Teji Mandi: Three things investors should know on January 5, 2021
Teji Mandi

HDFC's Q3 business update:

HDFC Limited has hit a new height after it presented a strong business update. HDFC's individual loan disbursements rose 26% in the third quarter ending December 2020. The disbursements were at 86% of the level in the same quarter last year.

The individual loan business continued to see improvements. Individual loans sold in the preceding 12 months amounted to Rs 16,956 crore.

HDFC sold down Rs 7,100 crore worth of loans in the quarter v/s Rs 4,300 crore YoY. Profit from the sale of stake sale in HDFC Life was Rs 157 crore. HDFC’s stake in HDFC Life Insurance now stands at 49.99%, within the mandated regulatory limit of 50%.

Strong business update is a reassurance for the investors in HDFC's growth capabilities. It showcases HDFC’s ability to gain profitable market share from the competitors.

HDFC has also announced to raise Rs 45,000 crore on a private placement basis. It will further fuel the loan disbursal activities in the coming quarters.

UK orders stringent lockdown:

UK has imposed a fresh lockdown until at least mid-February to battle the growing cases of the new variant of Covid.

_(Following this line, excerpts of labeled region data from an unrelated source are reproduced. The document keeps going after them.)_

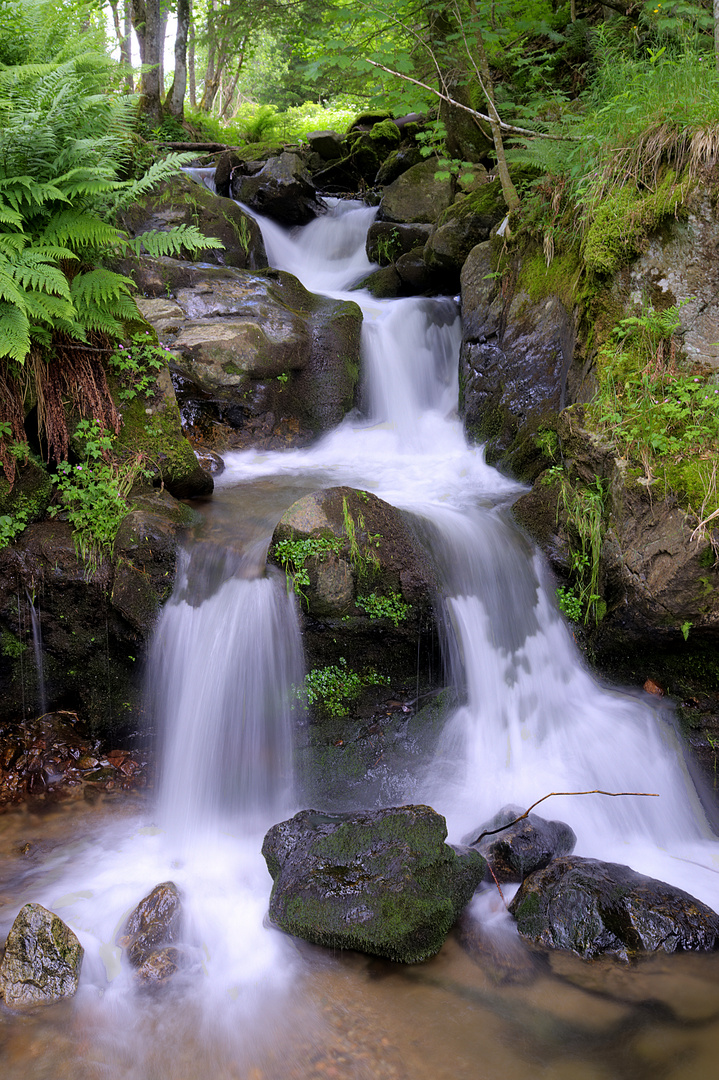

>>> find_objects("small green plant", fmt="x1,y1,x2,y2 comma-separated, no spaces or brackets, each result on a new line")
355,593,411,626
377,229,402,266
50,420,144,575
557,585,584,622
272,535,342,604
296,657,390,717
110,330,169,402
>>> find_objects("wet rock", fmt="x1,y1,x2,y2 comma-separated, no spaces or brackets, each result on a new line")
510,856,719,960
231,152,324,226
379,160,455,224
117,176,267,270
262,806,485,963
463,806,576,881
366,221,432,267
0,904,84,1009
117,881,184,985
424,180,506,292
306,131,342,161
269,487,438,686
131,259,362,449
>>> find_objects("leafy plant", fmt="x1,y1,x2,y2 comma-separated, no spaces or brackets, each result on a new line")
50,420,144,575
297,657,390,717
110,330,169,402
355,593,411,626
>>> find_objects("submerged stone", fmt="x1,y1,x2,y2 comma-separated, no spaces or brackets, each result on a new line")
262,806,485,963
0,904,84,1009
464,806,576,881
510,856,719,960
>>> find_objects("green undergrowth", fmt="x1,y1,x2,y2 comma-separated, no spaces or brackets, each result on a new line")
296,657,390,717
588,306,719,527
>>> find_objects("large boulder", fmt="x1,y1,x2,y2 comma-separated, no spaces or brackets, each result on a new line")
230,151,324,226
0,904,84,1009
460,248,578,480
464,806,576,881
129,258,362,449
269,487,439,685
121,176,267,270
262,806,485,963
424,174,506,287
0,490,196,738
379,158,455,225
510,856,719,960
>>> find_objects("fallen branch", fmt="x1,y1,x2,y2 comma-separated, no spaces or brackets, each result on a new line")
365,57,582,143
470,787,659,846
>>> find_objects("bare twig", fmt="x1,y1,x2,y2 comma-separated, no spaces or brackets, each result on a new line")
471,787,659,846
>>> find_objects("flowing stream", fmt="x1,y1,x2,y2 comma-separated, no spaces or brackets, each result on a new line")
0,194,719,1080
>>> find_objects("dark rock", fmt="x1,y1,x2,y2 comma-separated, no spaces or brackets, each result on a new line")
262,806,485,963
366,221,432,267
510,856,719,960
375,144,422,188
306,131,342,161
231,151,324,226
0,904,84,1009
129,259,362,449
117,176,267,272
463,806,576,881
379,159,455,224
269,487,438,686
117,881,182,985
424,180,506,291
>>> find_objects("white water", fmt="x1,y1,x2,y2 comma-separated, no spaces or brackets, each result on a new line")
5,192,719,1054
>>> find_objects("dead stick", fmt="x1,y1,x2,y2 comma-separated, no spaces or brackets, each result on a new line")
472,787,659,846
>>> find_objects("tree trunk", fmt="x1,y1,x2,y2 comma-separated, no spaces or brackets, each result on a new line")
462,0,518,212
187,0,198,109
131,0,162,124
165,0,190,120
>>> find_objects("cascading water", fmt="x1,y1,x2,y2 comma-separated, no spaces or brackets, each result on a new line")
3,183,719,1080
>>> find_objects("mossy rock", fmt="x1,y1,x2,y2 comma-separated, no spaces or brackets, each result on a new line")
262,806,486,963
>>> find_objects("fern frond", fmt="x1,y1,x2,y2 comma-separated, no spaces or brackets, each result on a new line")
126,225,225,258
0,300,30,364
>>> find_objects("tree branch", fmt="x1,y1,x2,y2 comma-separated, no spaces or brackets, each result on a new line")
365,57,582,143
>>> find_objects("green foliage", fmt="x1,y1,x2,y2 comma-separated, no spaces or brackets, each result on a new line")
297,657,390,717
110,330,169,402
355,593,411,626
50,420,144,573
0,54,221,364
272,535,342,603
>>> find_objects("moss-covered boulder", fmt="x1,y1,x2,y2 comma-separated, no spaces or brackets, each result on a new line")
262,806,485,963
269,487,439,688
460,247,578,480
0,904,84,1009
379,159,455,224
424,174,506,284
230,151,324,226
129,258,362,448
510,856,719,960
0,490,195,739
463,805,576,881
117,176,267,272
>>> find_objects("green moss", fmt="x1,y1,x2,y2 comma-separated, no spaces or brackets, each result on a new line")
582,170,688,274
0,630,27,660
517,247,582,311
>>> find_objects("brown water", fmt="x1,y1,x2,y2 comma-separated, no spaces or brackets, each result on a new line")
0,795,719,1080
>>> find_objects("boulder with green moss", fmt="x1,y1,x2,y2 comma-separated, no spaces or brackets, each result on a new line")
0,904,84,1009
0,489,196,738
129,258,362,447
262,806,485,963
117,176,267,276
379,158,455,224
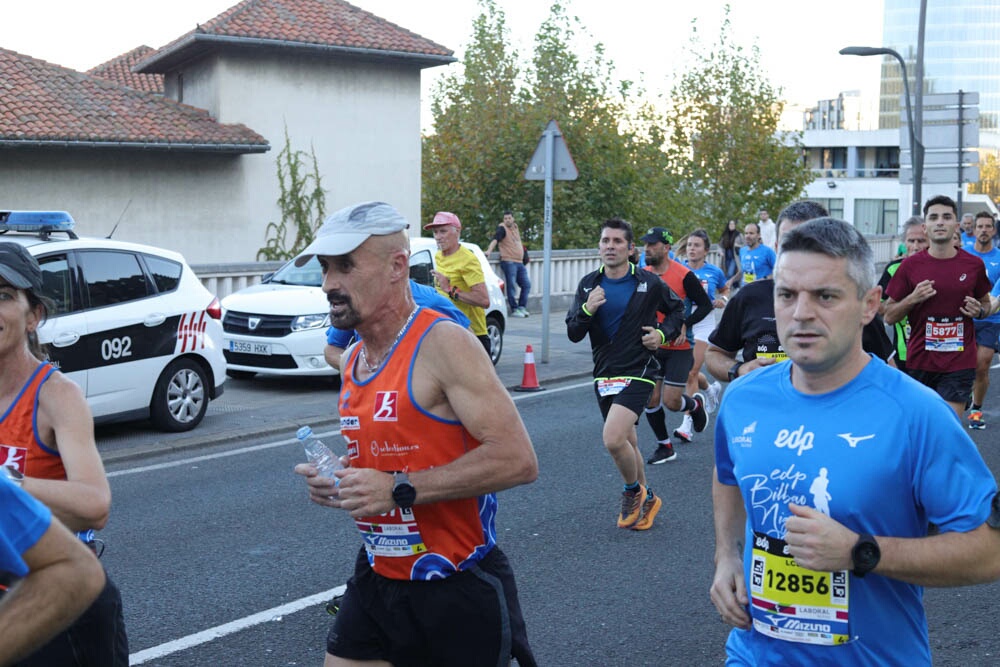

Addressing the country, Prime Minister Boris Johnson confirmed a complete shutdown of schools and businesses. The lockdown norms are similar to the very first nationwide lockdown back in March 2020.

The world is taking strong precautionary norms to stop the spreading of new Covid strain. India has also imposed a ban on flights from the UK. However, India couldn't stop the virus from entering its borders. So far, 38 cases of the new strain are discovered here. which is a worrying development.

For aviation, skies are yet not clear:

The Indian aviation industry will continue to incur large losses even in 2021-22, as per the CAPA India report.

It believes that airlines will have to carry huge costs to maintain their grounded fleet. Brent Crude has surged again to $50 per barrel while the weakness in rupee will continue to add to the cost. The closure would continue on international routes, adding to the losses.

Looking at the piling losses, several airlines are struggling to continue their operations. International flights are showing no signs of resumption. At the same time, the domestic market has also lost a sizable chunk of the business travelers.

We expect IndiGo to emerge as the strongest aviation player. Its robust balance sheet with free cash flow makes it the most resilient airline. It will be a cushion for IndiGo to survive and even consolidate its leadership position in the coming future.